By Mary Chan
According to a new survey, Calgarians are concerned about post-secondary education, high tuition and university underfunding.
The survey, released by the University of Calgary Coalition for Reinvestment, found that Calgarians rank post-secondary education third in spending priorities after health care and K-12 education; 76 per cent believe that "the cost of tuition prevents many potential students from attending the U of C" and 89 per cent believe the province should spend some of its surplus on post-secondary education.
"There wasn’t much variance in the numbers between U of C stakeholders and non U of C stakeholders," said Students’ Union President Rob South about the surplus funding numbers. "I think it shows public support for issues we are trying to raise. It shows to this province that there’s lot of public support for reinvesting in universities, and I think this is an issue they’ve been all too willing to ignore."
The survey, correct to within plus or minus six per cent 19 times out of 20, was commissioned by CORE, a joint lobby effort between seven university groups: administration; the Students’ Union; the Senate; the faculty association; the Graduate Students’ Association; the Alumni Association and AUPE.
"We felt that we have to have the public onside with us in our attempts to increase base funding to the university," said CORE member and Chair of Local 52, AUPE, Dan Tilleman. "Before we started, we wanted to see if the public was sympathetic with our cause."
Despite all the positive feedback, one response did worry South.
"The majority of Calgarians [61 per cent] thought that it was acceptable for university students to have some level of debt upon graduation," he said. "But there’s no qualifier about the amount of debt."
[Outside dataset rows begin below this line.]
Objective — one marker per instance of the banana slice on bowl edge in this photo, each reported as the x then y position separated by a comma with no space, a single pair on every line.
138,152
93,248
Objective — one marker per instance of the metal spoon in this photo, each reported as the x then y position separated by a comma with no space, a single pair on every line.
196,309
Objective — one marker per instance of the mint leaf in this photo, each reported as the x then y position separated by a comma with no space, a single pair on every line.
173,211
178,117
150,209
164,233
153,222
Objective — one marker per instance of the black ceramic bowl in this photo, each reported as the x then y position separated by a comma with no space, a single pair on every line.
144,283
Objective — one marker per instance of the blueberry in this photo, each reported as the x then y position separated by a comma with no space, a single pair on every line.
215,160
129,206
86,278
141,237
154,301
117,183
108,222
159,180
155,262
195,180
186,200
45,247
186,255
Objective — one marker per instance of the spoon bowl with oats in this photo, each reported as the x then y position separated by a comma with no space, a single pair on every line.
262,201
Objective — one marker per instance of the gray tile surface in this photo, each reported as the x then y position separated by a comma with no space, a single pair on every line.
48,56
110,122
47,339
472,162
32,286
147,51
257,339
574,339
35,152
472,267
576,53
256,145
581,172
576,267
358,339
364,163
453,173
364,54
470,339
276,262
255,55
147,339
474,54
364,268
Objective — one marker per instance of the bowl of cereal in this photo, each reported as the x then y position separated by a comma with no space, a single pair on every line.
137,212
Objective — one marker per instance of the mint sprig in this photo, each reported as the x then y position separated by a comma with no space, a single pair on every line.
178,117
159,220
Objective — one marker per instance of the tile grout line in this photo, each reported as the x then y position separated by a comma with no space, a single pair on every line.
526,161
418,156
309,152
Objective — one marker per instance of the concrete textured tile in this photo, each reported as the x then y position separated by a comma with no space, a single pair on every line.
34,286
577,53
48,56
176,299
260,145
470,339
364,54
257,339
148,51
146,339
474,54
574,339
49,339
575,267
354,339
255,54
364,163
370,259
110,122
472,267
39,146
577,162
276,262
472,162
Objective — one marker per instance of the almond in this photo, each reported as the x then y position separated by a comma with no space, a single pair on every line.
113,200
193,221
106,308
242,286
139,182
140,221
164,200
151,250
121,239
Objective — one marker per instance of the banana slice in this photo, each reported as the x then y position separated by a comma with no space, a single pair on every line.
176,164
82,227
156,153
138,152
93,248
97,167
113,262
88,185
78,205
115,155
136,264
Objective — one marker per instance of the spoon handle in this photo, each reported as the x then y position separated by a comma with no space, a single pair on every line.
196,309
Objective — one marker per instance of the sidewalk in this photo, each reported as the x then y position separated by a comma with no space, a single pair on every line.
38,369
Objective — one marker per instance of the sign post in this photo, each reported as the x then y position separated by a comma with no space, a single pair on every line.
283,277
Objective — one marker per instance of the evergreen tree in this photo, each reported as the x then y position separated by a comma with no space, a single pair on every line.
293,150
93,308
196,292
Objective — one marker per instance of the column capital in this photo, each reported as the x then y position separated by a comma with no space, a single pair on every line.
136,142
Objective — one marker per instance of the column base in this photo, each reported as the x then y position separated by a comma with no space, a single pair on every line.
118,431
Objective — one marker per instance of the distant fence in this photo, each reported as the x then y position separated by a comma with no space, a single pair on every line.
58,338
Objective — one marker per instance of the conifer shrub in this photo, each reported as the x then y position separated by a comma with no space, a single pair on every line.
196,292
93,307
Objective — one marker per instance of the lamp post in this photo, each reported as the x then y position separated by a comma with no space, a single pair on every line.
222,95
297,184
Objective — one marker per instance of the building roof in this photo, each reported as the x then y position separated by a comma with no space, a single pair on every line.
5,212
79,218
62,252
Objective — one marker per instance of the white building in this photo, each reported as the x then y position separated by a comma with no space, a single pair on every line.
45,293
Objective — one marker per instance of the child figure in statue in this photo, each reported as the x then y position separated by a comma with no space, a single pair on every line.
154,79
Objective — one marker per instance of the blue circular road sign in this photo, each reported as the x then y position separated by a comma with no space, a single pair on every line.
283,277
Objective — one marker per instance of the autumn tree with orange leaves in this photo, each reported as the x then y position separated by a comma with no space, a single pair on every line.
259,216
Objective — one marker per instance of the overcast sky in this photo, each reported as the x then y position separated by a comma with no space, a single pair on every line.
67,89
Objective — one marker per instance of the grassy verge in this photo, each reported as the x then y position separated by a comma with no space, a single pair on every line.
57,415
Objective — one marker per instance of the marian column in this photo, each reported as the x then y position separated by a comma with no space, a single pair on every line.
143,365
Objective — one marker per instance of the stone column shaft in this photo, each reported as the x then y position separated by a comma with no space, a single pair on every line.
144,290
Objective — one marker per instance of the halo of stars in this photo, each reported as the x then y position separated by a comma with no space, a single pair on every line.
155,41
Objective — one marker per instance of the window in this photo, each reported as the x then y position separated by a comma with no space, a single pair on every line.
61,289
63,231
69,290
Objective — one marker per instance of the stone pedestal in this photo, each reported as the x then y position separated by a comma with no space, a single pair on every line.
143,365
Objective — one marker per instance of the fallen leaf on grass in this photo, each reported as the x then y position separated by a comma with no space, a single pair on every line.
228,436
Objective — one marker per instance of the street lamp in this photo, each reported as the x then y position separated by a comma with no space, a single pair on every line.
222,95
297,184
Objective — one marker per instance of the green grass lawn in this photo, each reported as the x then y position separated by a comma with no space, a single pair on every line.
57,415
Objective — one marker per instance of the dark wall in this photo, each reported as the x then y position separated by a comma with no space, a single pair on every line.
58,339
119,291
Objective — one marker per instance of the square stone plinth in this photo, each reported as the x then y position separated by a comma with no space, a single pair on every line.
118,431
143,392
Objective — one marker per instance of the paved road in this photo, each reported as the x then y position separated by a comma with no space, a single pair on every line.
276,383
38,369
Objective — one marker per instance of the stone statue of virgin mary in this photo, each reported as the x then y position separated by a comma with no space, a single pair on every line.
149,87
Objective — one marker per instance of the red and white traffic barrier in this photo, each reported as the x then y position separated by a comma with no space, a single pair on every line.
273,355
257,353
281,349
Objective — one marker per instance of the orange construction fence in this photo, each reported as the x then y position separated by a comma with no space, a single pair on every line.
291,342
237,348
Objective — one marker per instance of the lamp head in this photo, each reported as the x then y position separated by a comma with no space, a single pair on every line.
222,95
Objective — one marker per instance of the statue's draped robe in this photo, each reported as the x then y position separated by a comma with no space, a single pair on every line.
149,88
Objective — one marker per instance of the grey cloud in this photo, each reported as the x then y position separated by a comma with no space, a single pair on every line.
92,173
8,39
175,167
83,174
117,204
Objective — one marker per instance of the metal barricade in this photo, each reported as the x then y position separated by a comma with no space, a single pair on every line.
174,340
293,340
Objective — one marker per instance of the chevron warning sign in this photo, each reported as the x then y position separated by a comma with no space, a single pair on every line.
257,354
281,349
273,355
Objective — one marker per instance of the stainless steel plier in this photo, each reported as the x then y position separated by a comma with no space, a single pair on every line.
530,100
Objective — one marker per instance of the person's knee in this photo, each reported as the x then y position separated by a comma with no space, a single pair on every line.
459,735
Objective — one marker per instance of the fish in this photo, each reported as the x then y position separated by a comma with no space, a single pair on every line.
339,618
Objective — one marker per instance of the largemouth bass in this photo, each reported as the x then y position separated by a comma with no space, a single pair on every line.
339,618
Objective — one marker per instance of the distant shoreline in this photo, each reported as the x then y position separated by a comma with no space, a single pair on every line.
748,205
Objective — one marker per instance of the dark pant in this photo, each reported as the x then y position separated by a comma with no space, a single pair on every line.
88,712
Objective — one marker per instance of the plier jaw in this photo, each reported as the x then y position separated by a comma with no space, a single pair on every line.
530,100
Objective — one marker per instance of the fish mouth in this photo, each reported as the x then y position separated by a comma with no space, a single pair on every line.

A copy of the survey was sent to both Premier Ralph Klein and Minister of Learning Lyle Oberg.
"It’s basically to prove to them that we are open about what’s going on," said Tilleman. "We didn’t want to be left open to criticism that we were only releasing select figures that were in our favour."
"The minister is aware of the CORE survey," said Alberta Learning Spokesperson Ed Greenberg. "He’s certainly seen the results. It was information he appreciated receiving, but the process, in terms of addressing the concerns, had started weeks ago."
The survey results come out right before the provincial government unveils its budget on Feb. 24. South was unconcerned with the possible bad timing.
"The provincial government, over the past several years, particularly with the growth of surpluses, has been willing to declare increases in funding at any part of the year as opposed to holding off until the budget," he said. "So there’s no reason we won’t get money declared for the next provincial budget."